Imagine you are analyzing your company’s historical daily revenue, one way to store the data is using a one dimensional array with each cell storing the revenue amount for one day.

We can easily find the revenue for a specific day in constant time by looking up the value in the array cell for the day. However this storage scheme isn’t efficient when we start to deal with ranges, how can we calculate the total revenue for the last three months? Well, we have to iterate over every single day in the range, look up the revenue for that day and sum the numbers up, resulting in linear time complexity to answer range queries.

Whenever you find yourself dealing with ranges, think about storing data in cumulative form.

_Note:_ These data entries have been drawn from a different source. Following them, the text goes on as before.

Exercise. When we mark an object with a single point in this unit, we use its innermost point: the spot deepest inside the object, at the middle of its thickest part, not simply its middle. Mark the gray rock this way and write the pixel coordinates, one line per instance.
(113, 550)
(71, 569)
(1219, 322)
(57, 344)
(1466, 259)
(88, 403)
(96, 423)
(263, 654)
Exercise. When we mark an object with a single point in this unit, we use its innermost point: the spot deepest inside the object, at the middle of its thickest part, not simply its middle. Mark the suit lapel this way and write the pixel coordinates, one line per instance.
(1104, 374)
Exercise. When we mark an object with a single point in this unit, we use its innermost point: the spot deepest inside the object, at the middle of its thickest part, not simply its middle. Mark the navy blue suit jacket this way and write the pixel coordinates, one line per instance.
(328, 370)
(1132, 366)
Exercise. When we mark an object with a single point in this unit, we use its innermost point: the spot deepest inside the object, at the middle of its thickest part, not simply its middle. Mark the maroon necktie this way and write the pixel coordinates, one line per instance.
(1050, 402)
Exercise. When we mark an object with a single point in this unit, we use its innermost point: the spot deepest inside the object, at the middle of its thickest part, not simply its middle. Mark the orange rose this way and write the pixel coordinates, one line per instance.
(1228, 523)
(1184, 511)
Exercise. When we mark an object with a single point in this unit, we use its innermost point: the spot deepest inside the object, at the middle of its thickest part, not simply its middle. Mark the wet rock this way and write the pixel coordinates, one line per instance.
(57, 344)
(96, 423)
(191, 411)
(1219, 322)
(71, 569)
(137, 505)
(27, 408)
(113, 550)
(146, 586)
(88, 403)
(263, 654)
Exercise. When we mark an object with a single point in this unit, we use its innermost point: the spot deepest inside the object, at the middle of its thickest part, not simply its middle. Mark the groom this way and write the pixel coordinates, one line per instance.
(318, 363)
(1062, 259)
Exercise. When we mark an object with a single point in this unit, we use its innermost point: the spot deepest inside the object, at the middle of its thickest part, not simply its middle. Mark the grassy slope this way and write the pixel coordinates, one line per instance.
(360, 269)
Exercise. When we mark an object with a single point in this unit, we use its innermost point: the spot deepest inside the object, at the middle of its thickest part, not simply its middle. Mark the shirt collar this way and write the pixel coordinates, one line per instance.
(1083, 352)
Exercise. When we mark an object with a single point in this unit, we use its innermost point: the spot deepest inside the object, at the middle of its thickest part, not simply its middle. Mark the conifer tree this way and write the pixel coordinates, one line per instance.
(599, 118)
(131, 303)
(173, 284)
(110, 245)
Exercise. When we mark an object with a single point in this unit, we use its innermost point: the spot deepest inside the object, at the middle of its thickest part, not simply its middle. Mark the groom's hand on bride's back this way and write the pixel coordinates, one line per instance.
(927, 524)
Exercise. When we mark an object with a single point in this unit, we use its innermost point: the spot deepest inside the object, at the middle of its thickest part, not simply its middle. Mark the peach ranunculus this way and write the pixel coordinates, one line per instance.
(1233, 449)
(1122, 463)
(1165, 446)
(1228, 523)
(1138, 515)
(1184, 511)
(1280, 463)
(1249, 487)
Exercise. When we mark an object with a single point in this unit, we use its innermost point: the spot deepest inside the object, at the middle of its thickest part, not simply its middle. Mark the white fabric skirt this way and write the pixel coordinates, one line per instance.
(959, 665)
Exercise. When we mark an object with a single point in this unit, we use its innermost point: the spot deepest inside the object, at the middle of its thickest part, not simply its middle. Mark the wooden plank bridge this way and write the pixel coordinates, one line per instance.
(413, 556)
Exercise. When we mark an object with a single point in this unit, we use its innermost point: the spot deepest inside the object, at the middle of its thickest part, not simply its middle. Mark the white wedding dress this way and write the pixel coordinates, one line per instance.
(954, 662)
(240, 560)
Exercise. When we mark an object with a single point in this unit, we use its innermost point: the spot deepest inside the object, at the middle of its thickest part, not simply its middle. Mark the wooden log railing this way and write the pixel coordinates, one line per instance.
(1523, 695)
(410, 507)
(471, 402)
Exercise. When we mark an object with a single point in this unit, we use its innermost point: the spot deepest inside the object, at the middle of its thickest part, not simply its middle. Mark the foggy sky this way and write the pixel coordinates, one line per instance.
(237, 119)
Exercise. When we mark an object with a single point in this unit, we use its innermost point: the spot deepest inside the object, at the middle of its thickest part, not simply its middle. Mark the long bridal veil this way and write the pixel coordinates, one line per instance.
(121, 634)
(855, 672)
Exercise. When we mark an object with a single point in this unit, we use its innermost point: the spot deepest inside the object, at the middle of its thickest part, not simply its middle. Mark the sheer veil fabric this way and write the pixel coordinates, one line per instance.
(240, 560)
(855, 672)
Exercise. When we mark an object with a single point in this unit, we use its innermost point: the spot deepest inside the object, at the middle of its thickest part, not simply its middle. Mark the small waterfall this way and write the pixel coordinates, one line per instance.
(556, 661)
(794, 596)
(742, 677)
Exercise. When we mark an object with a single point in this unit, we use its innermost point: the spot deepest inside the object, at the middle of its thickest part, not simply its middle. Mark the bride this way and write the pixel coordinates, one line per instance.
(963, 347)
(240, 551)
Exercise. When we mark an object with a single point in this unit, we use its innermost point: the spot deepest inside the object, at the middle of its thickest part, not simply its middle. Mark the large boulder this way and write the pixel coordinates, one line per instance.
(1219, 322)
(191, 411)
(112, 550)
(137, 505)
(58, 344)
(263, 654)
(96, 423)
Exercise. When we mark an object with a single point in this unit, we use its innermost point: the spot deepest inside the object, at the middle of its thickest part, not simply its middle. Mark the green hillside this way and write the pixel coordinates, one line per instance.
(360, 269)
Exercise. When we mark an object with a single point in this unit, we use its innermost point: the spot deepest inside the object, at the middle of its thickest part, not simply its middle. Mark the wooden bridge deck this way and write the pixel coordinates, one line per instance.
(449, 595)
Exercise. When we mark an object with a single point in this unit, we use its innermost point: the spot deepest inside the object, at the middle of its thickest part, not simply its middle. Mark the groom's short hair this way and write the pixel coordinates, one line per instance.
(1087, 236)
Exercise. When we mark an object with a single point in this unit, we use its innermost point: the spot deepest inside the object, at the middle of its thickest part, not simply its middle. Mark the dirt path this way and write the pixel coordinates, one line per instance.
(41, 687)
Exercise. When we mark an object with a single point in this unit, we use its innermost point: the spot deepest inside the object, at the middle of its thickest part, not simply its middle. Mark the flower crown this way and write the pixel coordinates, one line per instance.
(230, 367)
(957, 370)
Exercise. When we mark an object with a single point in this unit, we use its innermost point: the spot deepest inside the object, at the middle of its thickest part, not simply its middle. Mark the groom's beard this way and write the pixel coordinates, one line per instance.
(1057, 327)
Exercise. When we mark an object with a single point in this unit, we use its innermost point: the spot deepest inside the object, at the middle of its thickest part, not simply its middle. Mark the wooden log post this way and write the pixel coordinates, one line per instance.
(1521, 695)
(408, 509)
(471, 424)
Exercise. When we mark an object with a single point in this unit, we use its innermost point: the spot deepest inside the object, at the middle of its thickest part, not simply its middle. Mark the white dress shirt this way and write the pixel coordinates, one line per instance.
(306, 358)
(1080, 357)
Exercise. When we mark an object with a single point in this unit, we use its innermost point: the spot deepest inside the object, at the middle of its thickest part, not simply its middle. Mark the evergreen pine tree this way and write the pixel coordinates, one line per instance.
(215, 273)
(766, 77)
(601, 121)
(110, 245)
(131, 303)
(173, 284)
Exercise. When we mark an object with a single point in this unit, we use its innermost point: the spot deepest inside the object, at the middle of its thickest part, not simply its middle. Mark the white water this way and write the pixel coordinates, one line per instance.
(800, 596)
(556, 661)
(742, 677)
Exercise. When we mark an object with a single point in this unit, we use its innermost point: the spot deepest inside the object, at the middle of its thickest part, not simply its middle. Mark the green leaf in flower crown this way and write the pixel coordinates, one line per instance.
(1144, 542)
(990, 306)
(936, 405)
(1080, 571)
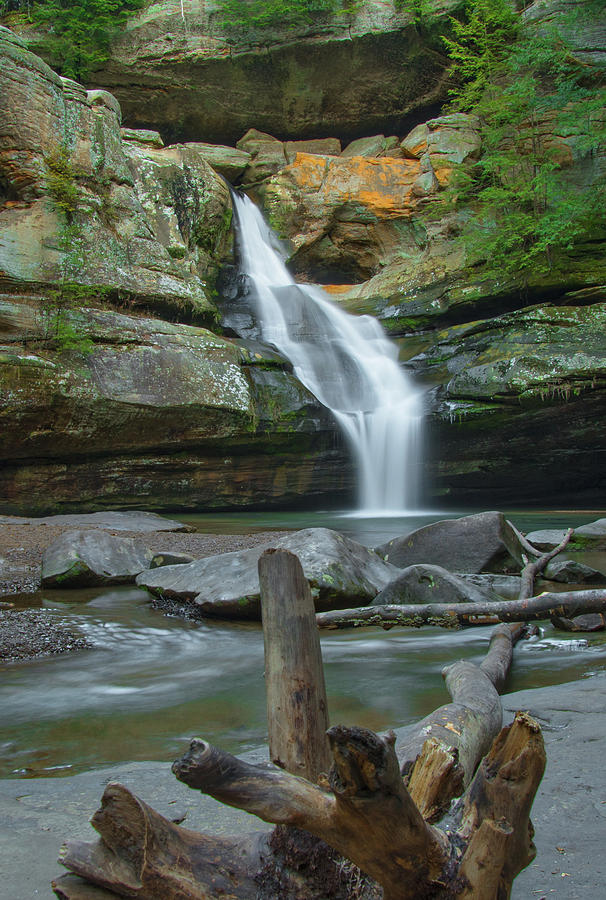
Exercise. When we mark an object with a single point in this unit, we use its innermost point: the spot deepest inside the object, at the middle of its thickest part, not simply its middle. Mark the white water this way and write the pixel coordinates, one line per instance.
(346, 362)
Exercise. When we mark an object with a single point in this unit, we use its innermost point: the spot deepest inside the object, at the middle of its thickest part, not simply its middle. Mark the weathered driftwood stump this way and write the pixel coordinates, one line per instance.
(377, 824)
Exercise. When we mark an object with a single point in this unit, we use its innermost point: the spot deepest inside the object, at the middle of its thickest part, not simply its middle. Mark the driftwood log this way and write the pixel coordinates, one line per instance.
(372, 828)
(526, 608)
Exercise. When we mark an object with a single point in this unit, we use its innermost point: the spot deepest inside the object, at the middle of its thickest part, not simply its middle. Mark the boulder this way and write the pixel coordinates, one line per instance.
(588, 622)
(586, 537)
(229, 162)
(505, 586)
(341, 573)
(484, 542)
(267, 155)
(568, 571)
(345, 215)
(592, 536)
(93, 558)
(170, 559)
(133, 520)
(432, 584)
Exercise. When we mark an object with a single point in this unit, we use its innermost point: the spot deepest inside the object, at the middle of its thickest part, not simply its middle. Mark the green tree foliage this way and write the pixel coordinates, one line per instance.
(241, 16)
(77, 32)
(540, 109)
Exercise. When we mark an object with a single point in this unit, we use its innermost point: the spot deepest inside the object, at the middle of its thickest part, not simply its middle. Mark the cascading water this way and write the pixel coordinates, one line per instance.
(346, 362)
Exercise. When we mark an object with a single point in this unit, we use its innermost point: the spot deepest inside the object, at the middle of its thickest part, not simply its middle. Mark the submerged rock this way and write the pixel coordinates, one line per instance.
(485, 542)
(570, 572)
(340, 571)
(505, 586)
(93, 558)
(588, 622)
(586, 537)
(424, 583)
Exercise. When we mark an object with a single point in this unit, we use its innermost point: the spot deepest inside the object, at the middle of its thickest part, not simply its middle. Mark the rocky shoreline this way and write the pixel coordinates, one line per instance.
(33, 633)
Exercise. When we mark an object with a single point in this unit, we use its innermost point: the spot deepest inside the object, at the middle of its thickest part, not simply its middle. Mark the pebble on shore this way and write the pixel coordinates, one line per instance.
(33, 633)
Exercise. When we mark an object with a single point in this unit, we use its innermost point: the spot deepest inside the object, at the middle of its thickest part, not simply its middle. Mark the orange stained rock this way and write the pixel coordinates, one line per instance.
(383, 185)
(337, 289)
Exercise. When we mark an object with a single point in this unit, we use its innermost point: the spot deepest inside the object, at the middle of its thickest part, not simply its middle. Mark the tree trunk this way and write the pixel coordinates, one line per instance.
(297, 709)
(364, 810)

In our example here, we can store cumulative numbers: an array cell that corresponds to day i would store the total revenue the company made from day 1 to day i inclusive (also called prefix sum).

Now with the same space complexity you can answer range queries in constant time (improving on the linear time complexity above) by subtracting the cumulative revenue between the boundaries of range query.

Revenue from day i to day j = cumulative revenue at day j- cumulative revenue at day (i-1)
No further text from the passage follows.